Hace algunos años, en la parroquia de Tumbaco, mi padre asistió a un evento de trabajo que tenía lugar en los alrededores del parque central de Tumbaco. Nuestra casa se encontraba muy cerca de allí, apenas a unas dos cuadras.
Debido a la cercanía entre la casa y el lugar de la reunión, mi padre aceptó gustosamente quedarse hasta tarde, además, como no era peligroso caminar por las calles, no tuvo ninguna objeción en ir.
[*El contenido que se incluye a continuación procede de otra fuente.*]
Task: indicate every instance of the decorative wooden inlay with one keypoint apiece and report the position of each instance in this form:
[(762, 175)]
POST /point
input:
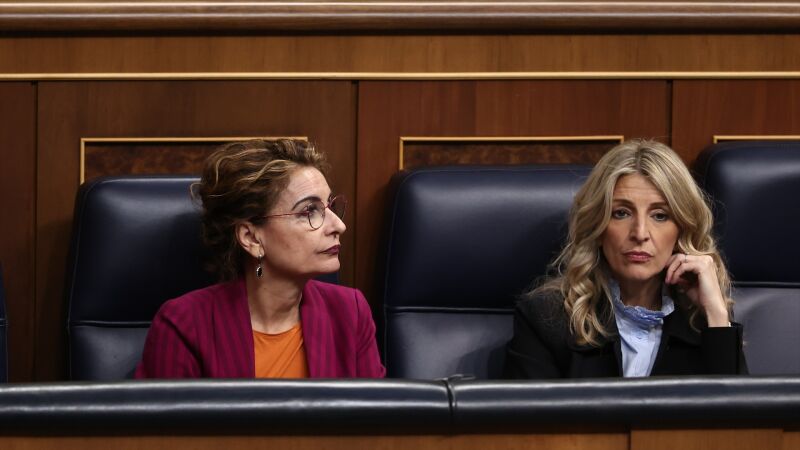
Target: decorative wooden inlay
[(149, 155), (431, 151)]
En ese tiempo, no existían los robos y secuestros que ahora azotan al país.
Al terminar la reunión, mi padre empezó a caminar rumbo a la casa, pero, al cruzar frente a la iglesia, una sensación extraña le envolvió. Sintió que alguien le estaba siguiendo. Él nunca se imaginó de que se tratase de un ladrón. Pensó, más bien, en cierto vecino que posiblemente podía estar caminando por allí, pero por las dudas prefirió acelerar el paso.
No obstante, la sensación de que alguien lo seguía, se intensificó más. Le venció la curiosidad y decidió mirar hacia atrás. Entonces, observó la figura de lo que parecía ser una mujer cubierta con un manto negro, que estaba parada fuera de la iglesia. Al verla, mi padre se paralizó del miedo.
Notó que la mujer se le aproximaba cada vez más. Entonces, intentó correr, pero su cuerpo no le respondió. No podía moverse, se sentía débil y sin fuerzas, sin embargo logró caminar hasta la esquina del parque. Regresó a ver y observó que la mujer estaba atrás suyo y le miraba fijamente. Mi padre atemorizado empezó a orar, mientras corría con la esperanza de llegar rápido a la casa. Cuando golpeó la puerta con fuerza, mi madre salió a abrirle. Él, angustiado, le contó todo lo que le había sucedido.
Mis padres pensaron que probablemente se trataba de la Llorona de Tumbaco, una mujer que decían había perdido a sus hijos y que ahora, ya muerta, se presentaba a los hombres borrachos y viciosos que frecuentaban las calles a altas horas de la noche.